For instance, were similarly-situated employees laid off, such as workers of similar racial or ethnic backgrounds or workers over the age of 45? Does the timing seem suspicious, such as layoffs being instituted soon after workers lodged COVID-related safety complaints or harassment complaints against management? Similarly, when notifying workers of the layoffs, did management provide false information meant to mislead workers? Did the complainant’s supervisor make comments at the time of the layoff indicative of bias? Does the complainant have a history of performance issues– documented or not? Does the complainant, and perhaps others in the layoff group, have relatively low seniority status? When was the decision made relative to any protected activity by the complainant?
To address these questions adequately, investigators must gather an array of evidence. Seek out documentary evidence, including emails and text messages. If management asserts the layoffs were necessitated by funding, for instance, obtain financial records to verify. Interview a variety of witnesses, including those not impacted by the layoffs.

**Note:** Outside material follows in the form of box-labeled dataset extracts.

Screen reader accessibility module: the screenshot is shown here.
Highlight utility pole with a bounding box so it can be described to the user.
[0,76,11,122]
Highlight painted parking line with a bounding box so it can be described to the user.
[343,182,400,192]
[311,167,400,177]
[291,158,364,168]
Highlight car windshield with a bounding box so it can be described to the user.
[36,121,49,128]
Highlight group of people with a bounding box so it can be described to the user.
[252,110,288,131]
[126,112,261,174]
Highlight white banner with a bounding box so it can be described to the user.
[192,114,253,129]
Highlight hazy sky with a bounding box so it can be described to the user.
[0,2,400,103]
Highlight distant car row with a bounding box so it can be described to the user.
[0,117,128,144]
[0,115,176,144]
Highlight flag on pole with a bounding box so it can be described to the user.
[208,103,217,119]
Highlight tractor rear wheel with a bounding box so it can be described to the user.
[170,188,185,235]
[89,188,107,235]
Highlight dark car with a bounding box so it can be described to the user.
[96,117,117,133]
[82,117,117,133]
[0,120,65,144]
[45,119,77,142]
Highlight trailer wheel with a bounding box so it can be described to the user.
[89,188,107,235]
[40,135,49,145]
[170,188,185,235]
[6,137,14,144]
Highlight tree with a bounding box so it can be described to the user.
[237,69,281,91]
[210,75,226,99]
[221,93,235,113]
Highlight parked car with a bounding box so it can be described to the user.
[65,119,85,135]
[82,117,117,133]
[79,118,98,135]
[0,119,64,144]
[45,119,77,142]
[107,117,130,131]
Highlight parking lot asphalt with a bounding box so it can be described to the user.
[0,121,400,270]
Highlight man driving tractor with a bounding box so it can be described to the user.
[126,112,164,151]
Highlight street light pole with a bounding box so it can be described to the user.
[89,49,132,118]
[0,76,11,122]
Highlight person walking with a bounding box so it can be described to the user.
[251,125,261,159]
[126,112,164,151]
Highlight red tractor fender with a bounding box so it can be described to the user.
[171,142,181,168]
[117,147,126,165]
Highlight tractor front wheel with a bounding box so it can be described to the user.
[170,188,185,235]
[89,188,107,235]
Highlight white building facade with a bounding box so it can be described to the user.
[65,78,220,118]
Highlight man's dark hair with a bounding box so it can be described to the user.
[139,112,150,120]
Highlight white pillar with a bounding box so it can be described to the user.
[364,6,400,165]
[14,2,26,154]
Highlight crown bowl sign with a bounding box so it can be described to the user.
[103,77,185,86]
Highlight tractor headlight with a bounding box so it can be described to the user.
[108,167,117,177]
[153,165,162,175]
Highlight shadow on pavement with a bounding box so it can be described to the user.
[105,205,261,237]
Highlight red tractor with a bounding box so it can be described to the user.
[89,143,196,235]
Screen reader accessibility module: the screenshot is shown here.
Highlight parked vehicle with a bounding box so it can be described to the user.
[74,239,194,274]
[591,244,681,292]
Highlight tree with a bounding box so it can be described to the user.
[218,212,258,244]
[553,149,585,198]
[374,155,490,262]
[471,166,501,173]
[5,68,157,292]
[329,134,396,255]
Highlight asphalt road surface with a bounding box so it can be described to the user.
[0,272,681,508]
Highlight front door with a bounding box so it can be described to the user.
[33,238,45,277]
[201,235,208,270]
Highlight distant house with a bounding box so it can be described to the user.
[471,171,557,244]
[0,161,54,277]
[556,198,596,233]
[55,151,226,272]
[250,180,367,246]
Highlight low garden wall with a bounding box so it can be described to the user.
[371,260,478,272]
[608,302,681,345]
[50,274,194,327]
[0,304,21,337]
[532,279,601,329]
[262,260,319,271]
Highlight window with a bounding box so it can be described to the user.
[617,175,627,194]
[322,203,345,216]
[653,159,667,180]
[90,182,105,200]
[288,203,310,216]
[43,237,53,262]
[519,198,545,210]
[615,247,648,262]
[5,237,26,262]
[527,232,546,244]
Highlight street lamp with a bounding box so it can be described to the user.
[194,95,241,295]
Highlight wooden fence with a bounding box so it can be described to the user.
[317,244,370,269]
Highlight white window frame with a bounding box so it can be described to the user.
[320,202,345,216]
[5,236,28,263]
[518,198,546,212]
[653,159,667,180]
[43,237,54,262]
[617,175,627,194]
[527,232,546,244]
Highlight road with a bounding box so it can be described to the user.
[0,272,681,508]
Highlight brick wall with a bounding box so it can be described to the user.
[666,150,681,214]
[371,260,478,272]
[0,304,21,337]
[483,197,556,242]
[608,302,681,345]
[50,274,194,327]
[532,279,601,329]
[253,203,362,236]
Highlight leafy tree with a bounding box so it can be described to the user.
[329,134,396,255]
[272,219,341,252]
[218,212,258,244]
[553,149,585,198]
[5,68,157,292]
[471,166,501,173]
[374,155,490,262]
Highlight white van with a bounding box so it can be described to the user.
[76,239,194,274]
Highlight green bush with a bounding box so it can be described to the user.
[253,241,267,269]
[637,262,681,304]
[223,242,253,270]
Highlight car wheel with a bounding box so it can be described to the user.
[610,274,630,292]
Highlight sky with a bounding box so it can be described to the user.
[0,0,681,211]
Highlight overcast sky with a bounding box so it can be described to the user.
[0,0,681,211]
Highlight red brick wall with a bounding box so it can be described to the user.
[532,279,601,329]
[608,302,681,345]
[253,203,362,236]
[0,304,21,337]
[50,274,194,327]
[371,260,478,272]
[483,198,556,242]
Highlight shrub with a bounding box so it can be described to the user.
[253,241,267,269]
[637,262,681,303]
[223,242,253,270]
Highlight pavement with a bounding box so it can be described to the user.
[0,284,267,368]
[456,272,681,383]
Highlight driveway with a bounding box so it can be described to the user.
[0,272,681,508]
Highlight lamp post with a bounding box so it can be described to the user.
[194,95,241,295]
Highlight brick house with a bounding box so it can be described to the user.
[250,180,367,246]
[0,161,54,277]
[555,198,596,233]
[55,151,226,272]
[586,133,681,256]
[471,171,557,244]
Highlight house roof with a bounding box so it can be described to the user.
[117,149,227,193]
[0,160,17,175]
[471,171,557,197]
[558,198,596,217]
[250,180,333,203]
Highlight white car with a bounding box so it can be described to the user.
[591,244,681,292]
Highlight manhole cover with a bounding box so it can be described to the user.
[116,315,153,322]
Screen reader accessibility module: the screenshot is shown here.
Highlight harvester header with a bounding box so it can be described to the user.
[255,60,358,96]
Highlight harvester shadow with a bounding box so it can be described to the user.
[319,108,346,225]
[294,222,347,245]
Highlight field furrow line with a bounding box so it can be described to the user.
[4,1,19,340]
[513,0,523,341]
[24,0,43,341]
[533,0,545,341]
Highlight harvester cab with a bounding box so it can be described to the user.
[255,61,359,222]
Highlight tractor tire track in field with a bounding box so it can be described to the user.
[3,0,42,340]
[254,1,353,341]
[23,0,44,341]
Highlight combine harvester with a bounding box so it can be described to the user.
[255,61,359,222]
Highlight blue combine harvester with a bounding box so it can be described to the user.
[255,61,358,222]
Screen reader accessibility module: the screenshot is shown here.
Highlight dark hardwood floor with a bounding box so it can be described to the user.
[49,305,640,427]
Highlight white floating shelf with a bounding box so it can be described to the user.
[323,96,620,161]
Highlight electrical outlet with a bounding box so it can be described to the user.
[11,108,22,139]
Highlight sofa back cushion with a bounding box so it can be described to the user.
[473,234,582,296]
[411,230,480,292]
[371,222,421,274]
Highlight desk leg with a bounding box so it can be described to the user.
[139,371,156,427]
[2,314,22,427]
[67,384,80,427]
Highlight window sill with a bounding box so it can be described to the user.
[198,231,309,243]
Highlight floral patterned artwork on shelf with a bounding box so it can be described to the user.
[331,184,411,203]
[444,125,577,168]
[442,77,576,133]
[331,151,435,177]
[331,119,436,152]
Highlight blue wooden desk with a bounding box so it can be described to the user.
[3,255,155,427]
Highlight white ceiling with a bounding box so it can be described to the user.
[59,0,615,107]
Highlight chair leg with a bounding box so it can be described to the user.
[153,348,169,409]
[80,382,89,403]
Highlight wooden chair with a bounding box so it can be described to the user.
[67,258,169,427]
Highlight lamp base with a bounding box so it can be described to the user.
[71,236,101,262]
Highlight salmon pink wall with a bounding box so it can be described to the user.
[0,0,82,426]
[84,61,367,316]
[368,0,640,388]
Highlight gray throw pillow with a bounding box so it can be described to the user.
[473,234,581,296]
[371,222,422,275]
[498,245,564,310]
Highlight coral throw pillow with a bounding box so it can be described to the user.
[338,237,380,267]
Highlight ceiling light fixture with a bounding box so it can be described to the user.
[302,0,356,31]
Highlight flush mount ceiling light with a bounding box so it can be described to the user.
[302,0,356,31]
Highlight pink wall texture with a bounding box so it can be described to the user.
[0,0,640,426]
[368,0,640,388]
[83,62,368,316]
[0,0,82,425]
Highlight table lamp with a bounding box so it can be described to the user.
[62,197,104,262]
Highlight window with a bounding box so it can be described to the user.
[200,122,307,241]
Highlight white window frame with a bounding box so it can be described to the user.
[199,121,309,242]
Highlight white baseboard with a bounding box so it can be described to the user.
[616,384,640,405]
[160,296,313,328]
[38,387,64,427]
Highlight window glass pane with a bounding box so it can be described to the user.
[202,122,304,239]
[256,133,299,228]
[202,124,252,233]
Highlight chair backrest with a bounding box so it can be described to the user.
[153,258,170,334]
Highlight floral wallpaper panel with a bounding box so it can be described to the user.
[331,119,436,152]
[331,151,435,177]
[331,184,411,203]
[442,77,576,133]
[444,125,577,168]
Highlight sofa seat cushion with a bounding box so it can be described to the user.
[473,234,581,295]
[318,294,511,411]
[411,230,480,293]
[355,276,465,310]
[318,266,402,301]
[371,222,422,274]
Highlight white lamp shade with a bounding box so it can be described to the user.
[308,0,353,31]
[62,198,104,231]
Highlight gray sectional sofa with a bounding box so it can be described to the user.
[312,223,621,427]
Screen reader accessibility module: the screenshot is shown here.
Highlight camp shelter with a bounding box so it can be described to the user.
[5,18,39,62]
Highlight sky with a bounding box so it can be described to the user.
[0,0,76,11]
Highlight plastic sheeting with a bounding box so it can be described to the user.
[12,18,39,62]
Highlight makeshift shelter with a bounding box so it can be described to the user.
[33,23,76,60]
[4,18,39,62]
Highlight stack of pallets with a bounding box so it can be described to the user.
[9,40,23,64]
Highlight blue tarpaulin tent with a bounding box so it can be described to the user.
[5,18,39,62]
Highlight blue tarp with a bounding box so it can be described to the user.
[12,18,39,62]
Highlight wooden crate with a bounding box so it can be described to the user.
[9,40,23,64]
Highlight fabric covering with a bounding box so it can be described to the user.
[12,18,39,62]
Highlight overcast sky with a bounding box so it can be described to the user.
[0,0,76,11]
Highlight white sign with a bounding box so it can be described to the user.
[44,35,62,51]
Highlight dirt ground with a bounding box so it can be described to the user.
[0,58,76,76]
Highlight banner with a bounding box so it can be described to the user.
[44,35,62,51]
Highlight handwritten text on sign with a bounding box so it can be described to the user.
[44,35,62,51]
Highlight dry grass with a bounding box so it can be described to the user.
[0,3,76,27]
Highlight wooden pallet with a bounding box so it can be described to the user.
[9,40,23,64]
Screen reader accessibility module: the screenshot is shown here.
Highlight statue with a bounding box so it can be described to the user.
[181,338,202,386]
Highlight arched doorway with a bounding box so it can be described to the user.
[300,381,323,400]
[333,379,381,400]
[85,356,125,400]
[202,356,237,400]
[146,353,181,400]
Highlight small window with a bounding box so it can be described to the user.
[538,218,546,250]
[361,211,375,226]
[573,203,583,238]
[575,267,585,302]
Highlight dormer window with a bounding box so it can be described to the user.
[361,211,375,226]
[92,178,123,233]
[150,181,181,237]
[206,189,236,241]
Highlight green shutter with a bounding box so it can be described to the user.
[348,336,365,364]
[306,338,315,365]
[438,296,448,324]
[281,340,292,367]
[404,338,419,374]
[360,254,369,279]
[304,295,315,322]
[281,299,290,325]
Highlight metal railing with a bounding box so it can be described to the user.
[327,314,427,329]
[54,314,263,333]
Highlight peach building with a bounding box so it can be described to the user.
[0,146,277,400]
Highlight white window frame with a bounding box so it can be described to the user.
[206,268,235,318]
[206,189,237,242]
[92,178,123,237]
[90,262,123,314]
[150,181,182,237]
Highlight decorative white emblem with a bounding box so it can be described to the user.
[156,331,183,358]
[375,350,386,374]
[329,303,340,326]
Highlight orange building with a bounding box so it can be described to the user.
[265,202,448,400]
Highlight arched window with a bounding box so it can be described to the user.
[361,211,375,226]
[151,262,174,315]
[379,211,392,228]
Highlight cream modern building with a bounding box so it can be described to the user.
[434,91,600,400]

Try to determine whether other witnesses share the complainant’s suspicions. Only after the full picture comes into view can an investigator make sense of the allegations and determine whether to sustain the allegations.
Employment actions, including layoffs, will likely be subjected to increased scrutiny as California eases its way out of the lockdowns necessitated by COVID-19. Employers, employment lawyers, and workplace investigators must anticipate these changes to effectively do their jobs.